May this question trouble us, inspire us, and lead us to be curious about where the Spirit is leading us.

June 5, 2023 |

Image credit: Todd Godwin, member of St. John’s, Salisbury for the NC Synod

The ballroom was filled with hugs, laughter, smiles, and a palpable sense of the presence of the Holy. Lutheran folks gathered in Greensboro from all over the synod this weekend for the first on-site Assembly since 2019. Nearly every person who stepped up to a microphone expressed their gratitude for being together again in the same space. There is power in our physical presence that amplifies our experience of community. God believed in the power of the physical so much that Jesus came to live among us in a human body, allowing us to connect to God in a way that was impossible before. An embodied God, Jesus, calls us to an embodied faith. What does this mean? The theme for the Assembly, expressed in Bible study, devotion, and worship, encourages us to think about this question.

The focal passage for our time together on Friday was Matthew 16:13-24 wherein Jesus asks Simon Peter, “Who do you say that I am?” Throughout the Gospels, Jesus poses questions to the disciples that are clearly meant for us to answer today. The Rev. Tuhina Verma Rasche, our Bible study leader and one of the pastors of Anam Cara, a digital-first mission start of the NC Synod, asserted “The son of the living God is what has brought us here together in this room…We are here to do holy work. ‘Who do you say that I am’ is a reminder that we are here together to do the work of Christ’s body.”

During the Bible study, Pastor Rasche asked us to turn that question inward as well. Distributing nametags with the familiar “Hey, I’m ____________,” she instructed us to think about how we would answer the question, “Who are you?” using one solitary identifier. We were then asked to turn to each other, read the tag, and discuss why we chose the word(s) we did. For some it was difficult to choose only one characteristic, for others it was easy. The range of answers on our tags was broad and reflected a room full of the wonderful diversity of God’s creation.
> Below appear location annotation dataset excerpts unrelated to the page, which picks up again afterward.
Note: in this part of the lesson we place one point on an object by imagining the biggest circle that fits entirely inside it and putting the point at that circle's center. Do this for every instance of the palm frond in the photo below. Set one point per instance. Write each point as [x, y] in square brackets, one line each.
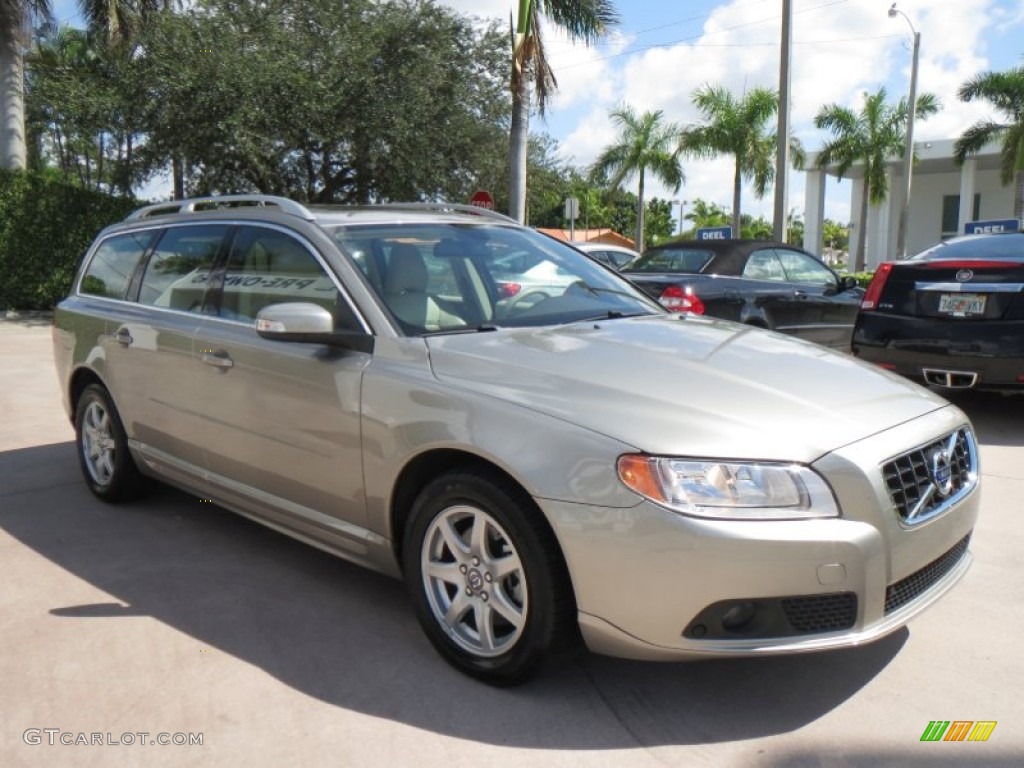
[586, 20]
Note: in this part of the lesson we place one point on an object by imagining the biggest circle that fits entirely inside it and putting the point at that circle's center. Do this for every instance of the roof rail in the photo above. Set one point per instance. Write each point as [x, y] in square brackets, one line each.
[458, 207]
[194, 205]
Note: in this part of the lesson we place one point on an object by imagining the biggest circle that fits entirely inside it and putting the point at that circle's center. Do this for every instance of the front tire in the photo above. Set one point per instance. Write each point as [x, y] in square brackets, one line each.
[101, 443]
[486, 578]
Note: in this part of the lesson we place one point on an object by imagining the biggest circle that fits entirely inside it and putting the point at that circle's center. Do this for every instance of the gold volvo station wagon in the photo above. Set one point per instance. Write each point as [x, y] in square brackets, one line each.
[540, 466]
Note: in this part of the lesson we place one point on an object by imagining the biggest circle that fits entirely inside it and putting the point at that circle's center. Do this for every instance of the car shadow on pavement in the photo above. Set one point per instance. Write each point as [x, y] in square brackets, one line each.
[348, 637]
[997, 419]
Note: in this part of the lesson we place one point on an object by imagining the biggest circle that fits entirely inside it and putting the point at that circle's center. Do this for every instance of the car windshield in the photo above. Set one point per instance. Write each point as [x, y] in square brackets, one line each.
[672, 260]
[444, 278]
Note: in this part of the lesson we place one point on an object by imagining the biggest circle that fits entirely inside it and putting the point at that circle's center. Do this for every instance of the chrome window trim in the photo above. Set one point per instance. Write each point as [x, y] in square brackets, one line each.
[971, 287]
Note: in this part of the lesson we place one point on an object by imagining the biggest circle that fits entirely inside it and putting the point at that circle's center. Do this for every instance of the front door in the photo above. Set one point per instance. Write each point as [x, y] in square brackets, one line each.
[282, 418]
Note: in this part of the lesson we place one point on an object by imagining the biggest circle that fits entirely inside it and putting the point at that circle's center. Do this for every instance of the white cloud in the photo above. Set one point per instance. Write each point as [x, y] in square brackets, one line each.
[841, 50]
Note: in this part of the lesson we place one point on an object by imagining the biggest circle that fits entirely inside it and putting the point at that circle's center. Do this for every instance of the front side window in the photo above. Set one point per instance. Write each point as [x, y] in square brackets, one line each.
[764, 264]
[178, 272]
[114, 263]
[267, 266]
[673, 260]
[439, 278]
[802, 268]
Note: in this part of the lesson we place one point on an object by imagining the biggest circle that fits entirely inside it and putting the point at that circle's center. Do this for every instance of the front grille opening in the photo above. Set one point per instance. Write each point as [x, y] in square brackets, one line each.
[766, 617]
[914, 482]
[821, 612]
[905, 590]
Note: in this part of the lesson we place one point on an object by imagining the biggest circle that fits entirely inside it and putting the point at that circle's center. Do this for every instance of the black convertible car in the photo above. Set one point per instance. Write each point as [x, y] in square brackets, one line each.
[952, 315]
[760, 283]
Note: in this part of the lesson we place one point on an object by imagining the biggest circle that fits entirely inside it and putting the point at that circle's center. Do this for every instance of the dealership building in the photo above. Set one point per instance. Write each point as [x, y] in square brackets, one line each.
[944, 198]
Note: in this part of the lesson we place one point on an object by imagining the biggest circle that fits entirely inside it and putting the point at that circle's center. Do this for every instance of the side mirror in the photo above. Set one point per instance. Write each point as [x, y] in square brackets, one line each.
[307, 323]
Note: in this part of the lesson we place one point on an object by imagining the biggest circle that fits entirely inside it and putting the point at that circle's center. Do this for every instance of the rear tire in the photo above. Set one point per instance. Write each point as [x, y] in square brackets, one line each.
[486, 578]
[101, 443]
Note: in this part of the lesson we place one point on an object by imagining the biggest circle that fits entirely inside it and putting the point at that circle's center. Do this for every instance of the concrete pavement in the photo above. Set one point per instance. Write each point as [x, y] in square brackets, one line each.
[174, 616]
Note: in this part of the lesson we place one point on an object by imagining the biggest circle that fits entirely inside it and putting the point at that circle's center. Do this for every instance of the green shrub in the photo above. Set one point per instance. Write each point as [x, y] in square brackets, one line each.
[862, 278]
[45, 226]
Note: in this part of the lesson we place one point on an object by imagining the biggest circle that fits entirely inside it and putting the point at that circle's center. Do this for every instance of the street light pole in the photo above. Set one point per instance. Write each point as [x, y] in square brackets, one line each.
[682, 207]
[782, 147]
[904, 213]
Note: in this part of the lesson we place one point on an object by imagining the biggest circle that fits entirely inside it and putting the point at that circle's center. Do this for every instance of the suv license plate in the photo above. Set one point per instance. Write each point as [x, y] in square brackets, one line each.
[962, 303]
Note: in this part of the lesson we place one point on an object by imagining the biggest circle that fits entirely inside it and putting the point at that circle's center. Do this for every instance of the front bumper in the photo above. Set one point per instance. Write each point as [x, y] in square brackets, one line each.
[645, 577]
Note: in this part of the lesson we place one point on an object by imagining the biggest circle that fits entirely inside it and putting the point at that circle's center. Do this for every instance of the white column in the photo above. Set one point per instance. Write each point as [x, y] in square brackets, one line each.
[878, 238]
[814, 212]
[967, 193]
[858, 228]
[897, 193]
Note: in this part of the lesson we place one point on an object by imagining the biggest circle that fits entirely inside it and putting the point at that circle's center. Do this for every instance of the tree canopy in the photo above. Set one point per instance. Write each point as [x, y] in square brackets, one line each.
[1005, 90]
[318, 100]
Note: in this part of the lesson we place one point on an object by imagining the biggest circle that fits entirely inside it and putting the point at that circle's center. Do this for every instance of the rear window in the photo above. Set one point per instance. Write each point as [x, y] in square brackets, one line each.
[1009, 247]
[672, 260]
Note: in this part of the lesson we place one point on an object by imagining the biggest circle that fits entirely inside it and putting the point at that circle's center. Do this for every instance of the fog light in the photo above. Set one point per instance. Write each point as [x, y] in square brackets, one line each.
[738, 616]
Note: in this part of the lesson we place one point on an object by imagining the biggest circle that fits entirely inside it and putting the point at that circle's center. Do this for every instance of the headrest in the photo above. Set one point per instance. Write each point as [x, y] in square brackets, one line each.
[406, 272]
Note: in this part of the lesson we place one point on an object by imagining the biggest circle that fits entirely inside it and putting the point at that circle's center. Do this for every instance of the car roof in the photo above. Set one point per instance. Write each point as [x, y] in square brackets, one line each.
[730, 245]
[601, 247]
[268, 207]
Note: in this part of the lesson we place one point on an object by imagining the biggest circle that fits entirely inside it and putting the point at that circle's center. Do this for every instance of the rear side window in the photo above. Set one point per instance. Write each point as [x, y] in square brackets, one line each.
[178, 271]
[673, 260]
[113, 265]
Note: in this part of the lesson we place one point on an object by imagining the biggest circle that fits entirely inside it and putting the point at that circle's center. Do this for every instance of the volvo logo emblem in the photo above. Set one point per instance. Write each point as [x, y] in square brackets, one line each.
[474, 580]
[942, 473]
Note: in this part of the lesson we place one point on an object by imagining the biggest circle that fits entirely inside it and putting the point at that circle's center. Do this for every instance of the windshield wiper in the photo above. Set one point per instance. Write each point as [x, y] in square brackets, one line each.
[482, 328]
[609, 314]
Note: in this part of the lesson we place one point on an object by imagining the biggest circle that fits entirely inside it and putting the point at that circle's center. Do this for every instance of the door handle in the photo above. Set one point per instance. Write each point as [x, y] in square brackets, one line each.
[217, 359]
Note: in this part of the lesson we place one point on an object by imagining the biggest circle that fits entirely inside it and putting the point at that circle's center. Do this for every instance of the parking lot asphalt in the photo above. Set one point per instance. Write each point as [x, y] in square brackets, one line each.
[172, 616]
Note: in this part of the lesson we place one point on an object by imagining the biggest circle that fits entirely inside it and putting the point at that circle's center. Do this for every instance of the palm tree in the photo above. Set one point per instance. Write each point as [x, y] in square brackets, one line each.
[738, 127]
[644, 143]
[869, 137]
[116, 19]
[585, 20]
[704, 214]
[58, 53]
[1006, 91]
[15, 18]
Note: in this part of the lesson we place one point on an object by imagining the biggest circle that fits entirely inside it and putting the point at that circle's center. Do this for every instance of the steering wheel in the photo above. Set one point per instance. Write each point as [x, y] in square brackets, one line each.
[529, 299]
Pastor Rasche used this exercise to illustrate that uniformity is not a prerequisite for unity. Rather, we are called to bring our unique perspectives to the work of the church. In our diversity, we can build a community that can work through our differences to make an impact. Pastor Rasche challenged, “‘Who do you say that I am?’ May that question trouble us, inspire us, and lead us to be curious about where the Spirit is leading us in our time together.”
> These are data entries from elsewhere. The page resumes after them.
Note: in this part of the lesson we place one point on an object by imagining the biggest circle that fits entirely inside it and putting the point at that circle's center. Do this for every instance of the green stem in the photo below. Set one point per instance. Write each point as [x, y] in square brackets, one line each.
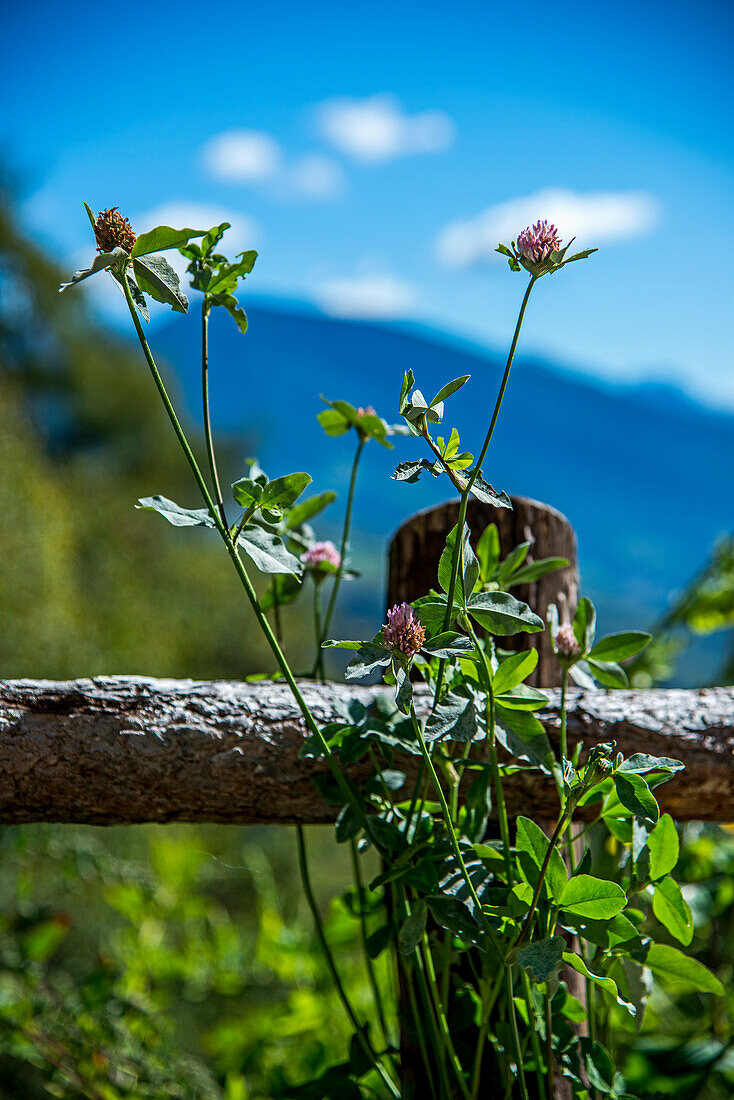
[541, 878]
[404, 909]
[359, 1030]
[241, 571]
[494, 765]
[276, 617]
[515, 1034]
[451, 831]
[206, 307]
[363, 933]
[563, 733]
[448, 618]
[444, 1024]
[550, 1065]
[317, 627]
[473, 476]
[344, 539]
[534, 1036]
[488, 1004]
[418, 1026]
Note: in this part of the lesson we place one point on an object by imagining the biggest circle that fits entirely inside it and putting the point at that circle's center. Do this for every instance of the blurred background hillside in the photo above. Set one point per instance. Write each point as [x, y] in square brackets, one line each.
[374, 161]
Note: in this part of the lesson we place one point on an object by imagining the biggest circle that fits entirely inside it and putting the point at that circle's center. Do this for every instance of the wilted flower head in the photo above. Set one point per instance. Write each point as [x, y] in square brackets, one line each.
[403, 630]
[320, 553]
[536, 242]
[566, 642]
[113, 231]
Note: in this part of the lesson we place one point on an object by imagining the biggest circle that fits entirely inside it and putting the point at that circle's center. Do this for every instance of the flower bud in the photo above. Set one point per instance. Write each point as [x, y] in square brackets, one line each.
[321, 553]
[536, 242]
[566, 642]
[404, 630]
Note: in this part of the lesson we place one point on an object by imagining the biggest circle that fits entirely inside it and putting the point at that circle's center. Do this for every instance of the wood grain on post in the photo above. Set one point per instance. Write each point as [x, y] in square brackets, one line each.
[127, 749]
[416, 548]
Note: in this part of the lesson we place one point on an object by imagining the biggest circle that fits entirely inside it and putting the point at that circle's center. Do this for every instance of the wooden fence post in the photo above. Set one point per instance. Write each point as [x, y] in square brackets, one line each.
[414, 554]
[417, 545]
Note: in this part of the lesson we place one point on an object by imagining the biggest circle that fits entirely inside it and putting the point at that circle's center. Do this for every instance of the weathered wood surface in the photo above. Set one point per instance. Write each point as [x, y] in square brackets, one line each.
[126, 749]
[417, 546]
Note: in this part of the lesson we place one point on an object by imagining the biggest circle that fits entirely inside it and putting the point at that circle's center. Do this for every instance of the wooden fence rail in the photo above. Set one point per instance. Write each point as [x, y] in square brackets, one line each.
[126, 749]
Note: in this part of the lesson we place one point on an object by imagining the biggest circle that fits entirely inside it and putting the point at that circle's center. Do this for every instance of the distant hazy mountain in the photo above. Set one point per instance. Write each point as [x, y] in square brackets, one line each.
[643, 473]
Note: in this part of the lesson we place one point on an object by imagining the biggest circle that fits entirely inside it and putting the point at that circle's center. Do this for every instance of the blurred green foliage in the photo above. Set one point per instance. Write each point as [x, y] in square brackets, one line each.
[178, 960]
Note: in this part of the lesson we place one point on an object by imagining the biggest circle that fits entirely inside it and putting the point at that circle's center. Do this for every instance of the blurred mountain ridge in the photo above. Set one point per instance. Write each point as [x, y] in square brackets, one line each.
[642, 471]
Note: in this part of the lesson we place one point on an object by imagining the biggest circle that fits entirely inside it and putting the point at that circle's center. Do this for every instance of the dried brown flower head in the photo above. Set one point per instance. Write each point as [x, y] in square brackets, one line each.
[113, 231]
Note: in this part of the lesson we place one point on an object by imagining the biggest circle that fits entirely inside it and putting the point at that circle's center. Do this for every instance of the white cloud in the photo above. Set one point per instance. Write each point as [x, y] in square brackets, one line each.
[315, 176]
[594, 218]
[251, 156]
[378, 128]
[242, 156]
[368, 297]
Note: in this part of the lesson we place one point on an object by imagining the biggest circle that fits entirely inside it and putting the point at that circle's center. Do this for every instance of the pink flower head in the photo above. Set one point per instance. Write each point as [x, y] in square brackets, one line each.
[536, 242]
[319, 553]
[566, 642]
[403, 630]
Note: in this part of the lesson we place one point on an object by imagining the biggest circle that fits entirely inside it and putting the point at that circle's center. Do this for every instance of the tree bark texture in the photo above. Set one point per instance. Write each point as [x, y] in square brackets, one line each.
[126, 749]
[416, 548]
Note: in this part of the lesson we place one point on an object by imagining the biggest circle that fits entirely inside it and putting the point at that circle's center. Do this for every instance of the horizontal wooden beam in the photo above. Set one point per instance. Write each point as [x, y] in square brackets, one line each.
[129, 749]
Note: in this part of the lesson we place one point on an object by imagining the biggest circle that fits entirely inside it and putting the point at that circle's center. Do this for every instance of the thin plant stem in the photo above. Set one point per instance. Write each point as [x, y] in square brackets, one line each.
[239, 565]
[488, 1004]
[451, 831]
[359, 1029]
[515, 1034]
[541, 878]
[416, 794]
[534, 1037]
[317, 627]
[563, 732]
[276, 617]
[206, 308]
[344, 540]
[550, 1062]
[472, 479]
[418, 1025]
[494, 765]
[363, 934]
[503, 386]
[444, 1024]
[404, 905]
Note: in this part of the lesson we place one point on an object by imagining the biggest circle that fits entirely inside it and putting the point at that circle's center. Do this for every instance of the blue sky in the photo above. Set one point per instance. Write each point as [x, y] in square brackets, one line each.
[372, 153]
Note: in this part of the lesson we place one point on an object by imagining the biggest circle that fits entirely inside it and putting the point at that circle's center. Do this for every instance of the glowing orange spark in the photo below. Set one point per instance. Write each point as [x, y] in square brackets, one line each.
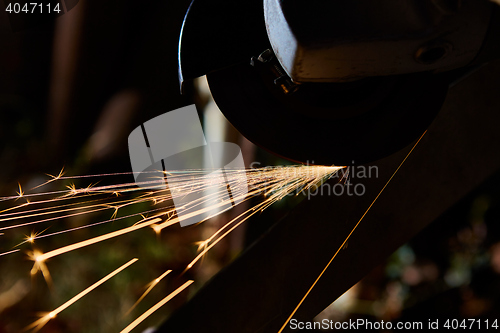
[151, 285]
[45, 319]
[42, 257]
[155, 307]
The theme ran through the Friday evening worship of synod assembly as well. Worship designers, the Revs. Ward Misenheimer and Meghan Richter, and special guest musician, the Rev. John Tirro, invited congregants to use the focal question—“Who do you say that I am?”—as an invitation into deeper relationship with Jesus and with each other. In a service that weaved music that was new and refreshing with the familiar and comforting, we were equal parts challenged to bring the church into the new post-COVID era and warmed by the love of the community all around us. In his sermon, Bishop Tim Smith called us all to spend time contemplating what it means to confess that Jesus is the Son of the Living God in our personal and our corporate lives. If we answer the bishop’s call to contemplation, how will it change us?